Regional Bank Mega-Deal – Regional banking giant PNC announced that it is purchasing Spanish financial group BBVA’s US business for $11.6 billion. The US division has $104 billion in assets under management, with banking subsidiary BBVA USA operating 637 branches in Texas, Alabama, Arizona, California, Florida, Colorado, and New Mexico. The combined bank will have a coast-to-coast presence in 29 of the 30 largest markets in the US. PNC’s all-cash deal is the second-largest US banking acquisition since the 2008 financial crisis, behind only the combination of SunTrust and BBT in December of 2019. The purchase price represents almost 50% of BBVA’s current market cap and is expected to close in mid-2021 and will create the fifth-largest US retail bank with more than $550 billion in assets. The deal is attractive to PNC because it accelerates PNC’s presence in the Southeast and West. Shares of PNC gained 2.2% while US-listed shares of BBVA vaulted 11.4% higher.

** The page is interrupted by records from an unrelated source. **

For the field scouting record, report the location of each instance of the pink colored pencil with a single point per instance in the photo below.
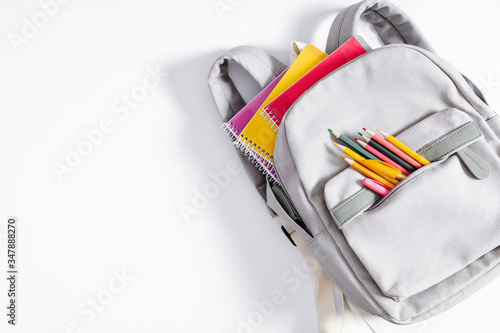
(393, 148)
(381, 156)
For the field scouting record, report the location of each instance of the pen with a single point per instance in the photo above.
(419, 158)
(367, 172)
(388, 153)
(376, 186)
(393, 148)
(383, 169)
(381, 156)
(361, 151)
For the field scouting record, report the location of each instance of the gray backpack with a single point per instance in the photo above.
(433, 240)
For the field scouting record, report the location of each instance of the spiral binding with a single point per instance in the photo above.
(230, 130)
(256, 158)
(271, 117)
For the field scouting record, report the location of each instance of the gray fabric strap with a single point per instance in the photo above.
(264, 68)
(456, 141)
(392, 25)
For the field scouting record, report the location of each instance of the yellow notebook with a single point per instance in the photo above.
(259, 134)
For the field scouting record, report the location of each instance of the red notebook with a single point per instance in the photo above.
(348, 51)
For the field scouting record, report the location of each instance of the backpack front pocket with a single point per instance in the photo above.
(435, 222)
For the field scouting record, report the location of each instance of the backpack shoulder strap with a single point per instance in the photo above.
(392, 24)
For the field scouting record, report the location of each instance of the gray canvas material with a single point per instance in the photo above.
(264, 68)
(434, 240)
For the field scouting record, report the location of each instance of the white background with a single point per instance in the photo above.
(118, 212)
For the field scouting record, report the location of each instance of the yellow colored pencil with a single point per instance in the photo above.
(416, 156)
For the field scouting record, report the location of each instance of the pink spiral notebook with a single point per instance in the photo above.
(236, 124)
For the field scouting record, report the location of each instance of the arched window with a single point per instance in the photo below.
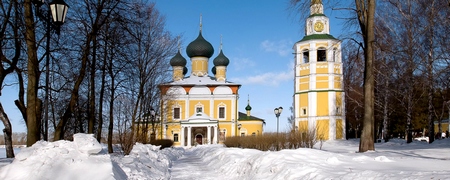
(321, 55)
(305, 56)
(334, 54)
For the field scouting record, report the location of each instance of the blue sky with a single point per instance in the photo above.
(257, 37)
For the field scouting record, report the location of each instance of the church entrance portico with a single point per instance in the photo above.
(199, 129)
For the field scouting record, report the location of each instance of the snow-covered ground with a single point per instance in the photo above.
(84, 159)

Empire State Manufacturing Slackens – The New York Fed’s regional factory gauge for November showed a slower-than-anticipated pace, printing 6.3 versus a consensus forecast of 13.5 and the previous month’s reading of 10.5. This is the slowest rate of expansion since August as the Empire State survey continues to lag other Fed regions in the manufacturing recovery. Although official data remains relatively resilient, tomorrow’s retail sales and industrial production data for October will be scrutinized for signs of backsliding. High-frequency indicators such as restaurant and travel bookings are showing incipient signs of rolling over in recent weeks, corresponding with the nationwide surge in coronavirus cases. – MPP view: Vaccine news this good has also inoculated markets against growth concerns, even if tomorrow’s retail sales data undershoots.